Gene Weingarten: Actually, I believe gynecologist have learned to suppress their sense of humor. The risks arising from thinking someone is kidding, when they are not, are enormous. For example, I suspect gynecologists would not touch that line about shouting into one's wife.


Arlington, Va.: How on earth did/could you find out about the pseudonym? I'm surprised the person didn't just continue with a new one.

Gene Weingarten: I don't recall. For all we know, he HAS continued under another pseudonym, but I doubt it. He seemed to be someone of character.


Pat the Perfect, ME: Oh, go ahead with the T-shirt joke. I trust you. (I say this to the man who didn't see what might be problematic with the book title "The Penis and Vagina Monologues.")

washingtonpost.com: Cringing.

Gene Weingarten: The t-shirt that came closest to offending me read, simply, "I Smelt The Felt, Big Dan's Tavern, New Bedford, Mass." As tastless as it gets.


Titleburg: Adam's Ribbing: Are Women as Funny as Men, and are Men as Funny as They Think They Are?

Gene Weingarten: Also interesting.


New York, N.Y.: Why are pseudonyms not allowed?

Gene Weingarten: Pseudonyms are not allowed because humor is often hostile, and we want people to have to stand behind what they submit. With a writer for the Post, his job is on the line; with a reader, we have no such implicit control -- at least we can ask that you not hide behind a pseudonym.


Herndon, Va.: Re: Title

"Mars vs. Uranus: Differences in Female and Male Humor"

Gene Weingarten: HAHAHA. Actually, it would be Venus v. Uranus.


Olney, Md.: That Speed Bump was probably funnier to parents because of the number one thing they don't tell you about being a parent, but should.

You will injure your child at some point.

You will probably draw blood.

The good news is, you child will not need any more therapy than they would have otherwise, although you might.

I wish someone had told me this. The first time my daughter fell right on my finger, poking herself in the eye as I tried to keep her from whacking her head against the door frame, I was probably traumatized than she was. Then I realized, children fall and hurt themselves a lot, and at some point the more you try to stop it the more you increase the chance of being the instrument of their injury instead of the floor, wall, or furniture.

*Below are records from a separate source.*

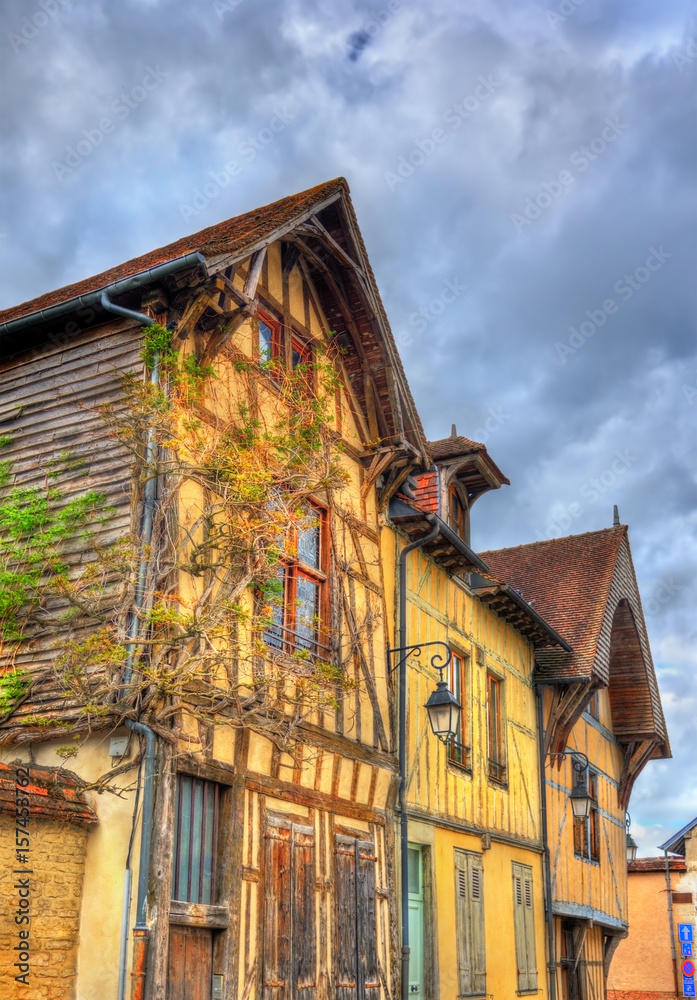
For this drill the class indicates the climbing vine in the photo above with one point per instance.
(174, 623)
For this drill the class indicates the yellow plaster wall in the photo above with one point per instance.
(105, 847)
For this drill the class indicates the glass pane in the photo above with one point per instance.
(413, 859)
(207, 873)
(277, 599)
(308, 540)
(184, 831)
(265, 341)
(307, 600)
(197, 808)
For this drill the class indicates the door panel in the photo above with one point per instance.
(190, 963)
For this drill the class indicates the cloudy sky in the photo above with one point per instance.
(534, 161)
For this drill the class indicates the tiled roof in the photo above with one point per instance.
(53, 793)
(656, 865)
(225, 237)
(569, 580)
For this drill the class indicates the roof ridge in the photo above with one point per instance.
(561, 538)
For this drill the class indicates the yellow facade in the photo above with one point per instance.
(453, 809)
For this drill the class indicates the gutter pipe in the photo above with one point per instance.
(140, 931)
(91, 299)
(669, 894)
(549, 913)
(404, 819)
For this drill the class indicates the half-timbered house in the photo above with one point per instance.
(602, 722)
(239, 864)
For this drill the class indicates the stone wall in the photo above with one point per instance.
(57, 861)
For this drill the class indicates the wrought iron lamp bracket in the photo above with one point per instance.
(446, 657)
(579, 761)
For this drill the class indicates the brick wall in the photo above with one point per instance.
(58, 862)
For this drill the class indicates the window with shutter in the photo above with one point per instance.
(289, 959)
(524, 926)
(355, 932)
(469, 907)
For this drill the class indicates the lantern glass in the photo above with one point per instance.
(631, 848)
(443, 709)
(580, 801)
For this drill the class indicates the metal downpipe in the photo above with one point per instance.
(552, 966)
(404, 819)
(140, 931)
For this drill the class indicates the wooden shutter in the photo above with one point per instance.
(368, 979)
(476, 868)
(304, 938)
(469, 908)
(524, 922)
(355, 933)
(277, 910)
(289, 961)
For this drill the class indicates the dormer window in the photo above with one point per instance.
(457, 518)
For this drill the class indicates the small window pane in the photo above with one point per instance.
(308, 540)
(413, 859)
(307, 596)
(265, 341)
(274, 634)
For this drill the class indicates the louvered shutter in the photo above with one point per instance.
(345, 922)
(463, 929)
(303, 939)
(277, 911)
(524, 920)
(531, 949)
(476, 879)
(368, 981)
(519, 928)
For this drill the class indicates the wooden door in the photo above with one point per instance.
(190, 963)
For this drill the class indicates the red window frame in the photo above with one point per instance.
(458, 752)
(497, 765)
(456, 513)
(587, 831)
(289, 632)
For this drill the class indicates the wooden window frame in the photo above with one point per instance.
(196, 851)
(276, 329)
(495, 731)
(293, 569)
(587, 831)
(459, 751)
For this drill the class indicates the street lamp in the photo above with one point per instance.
(632, 847)
(443, 710)
(579, 795)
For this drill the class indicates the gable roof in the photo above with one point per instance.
(228, 237)
(585, 587)
(321, 225)
(569, 581)
(676, 844)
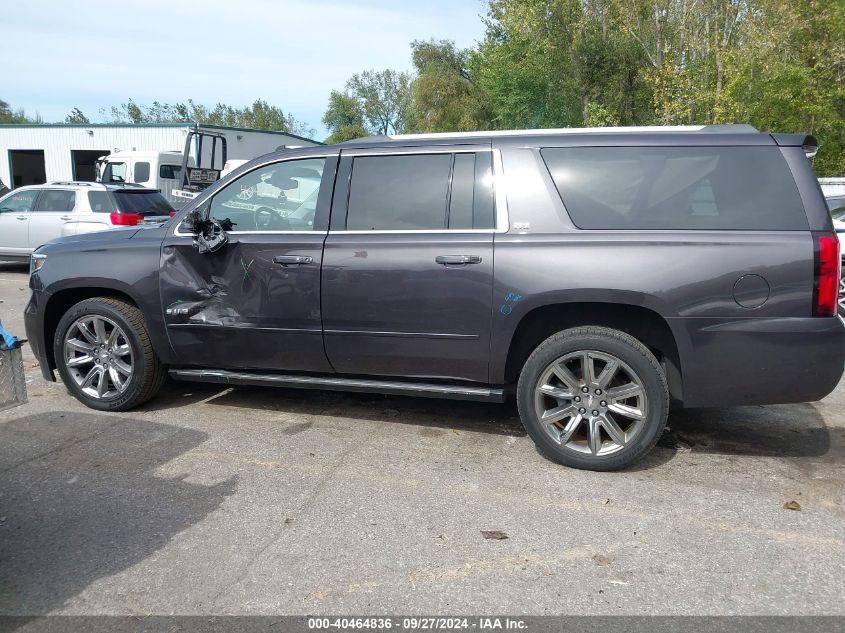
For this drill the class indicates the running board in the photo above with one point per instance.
(425, 390)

Hope this helps any new parents out there.

Gene Weingarten: Yes, I believe that if you do not actually physically assault your child, you are already a pretty good parent. I give myself a LOT of slack.

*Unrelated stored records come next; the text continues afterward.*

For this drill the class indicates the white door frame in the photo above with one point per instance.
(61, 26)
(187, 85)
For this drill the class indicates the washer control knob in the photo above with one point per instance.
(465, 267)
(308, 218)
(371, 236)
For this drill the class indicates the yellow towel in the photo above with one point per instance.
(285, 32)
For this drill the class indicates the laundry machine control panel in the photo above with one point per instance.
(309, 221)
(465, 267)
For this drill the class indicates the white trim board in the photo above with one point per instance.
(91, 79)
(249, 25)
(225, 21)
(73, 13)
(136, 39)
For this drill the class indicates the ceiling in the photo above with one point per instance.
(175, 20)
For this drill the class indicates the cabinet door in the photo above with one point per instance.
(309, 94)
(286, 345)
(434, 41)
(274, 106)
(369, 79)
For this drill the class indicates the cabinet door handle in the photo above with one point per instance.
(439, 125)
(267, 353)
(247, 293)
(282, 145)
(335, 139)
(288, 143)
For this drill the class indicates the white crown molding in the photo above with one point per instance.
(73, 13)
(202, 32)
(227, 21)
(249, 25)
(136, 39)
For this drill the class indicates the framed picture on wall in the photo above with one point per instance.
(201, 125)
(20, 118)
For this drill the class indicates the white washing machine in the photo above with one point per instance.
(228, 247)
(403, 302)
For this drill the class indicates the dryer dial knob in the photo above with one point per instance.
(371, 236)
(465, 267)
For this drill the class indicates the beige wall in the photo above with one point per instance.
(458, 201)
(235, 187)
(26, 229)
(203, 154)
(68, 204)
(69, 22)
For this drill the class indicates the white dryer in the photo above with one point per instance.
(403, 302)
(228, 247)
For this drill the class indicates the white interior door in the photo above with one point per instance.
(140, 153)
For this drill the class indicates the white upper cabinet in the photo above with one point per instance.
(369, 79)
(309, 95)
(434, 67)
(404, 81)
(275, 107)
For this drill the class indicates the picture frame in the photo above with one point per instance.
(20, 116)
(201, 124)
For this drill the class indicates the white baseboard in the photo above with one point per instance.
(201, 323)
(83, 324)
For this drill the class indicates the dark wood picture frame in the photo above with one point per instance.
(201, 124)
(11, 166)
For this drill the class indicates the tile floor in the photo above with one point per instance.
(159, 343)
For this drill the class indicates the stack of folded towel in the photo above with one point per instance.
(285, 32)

Washington, D.C.: Does the Czar EVER bend the rules to allow a clearly superior entry win although it does not follow the rules? I thought "Julius Cesar Chavez: 'I came, I saw, I Concord'" was one of the funniest Style Invitational entries EVER.

Gene Weingarten: WEll, um, it got PRINTED didn't it? Isn't that the point?


Neitherwill, Norway: A true and recent variation on the premature punch line:

As I'm putting the new DVD into the player, my wife says, "I don't remember much about this book, except that it turns out he's not from the planet K-PAX."

Thanks very much.

Gene Weingarten: Right. That is a variant of the premature punch line by transference phenomenon, which my wife is partial to: "Honey tell the one about how you have to shoot the dog when you fall out of the tree."

Out of time. Thank you all, particularly for your title suggestions, which Gina and I are still gratefully accepting. If we wind up using one, or part of one, I will determine who you are in a future chat. So stand by.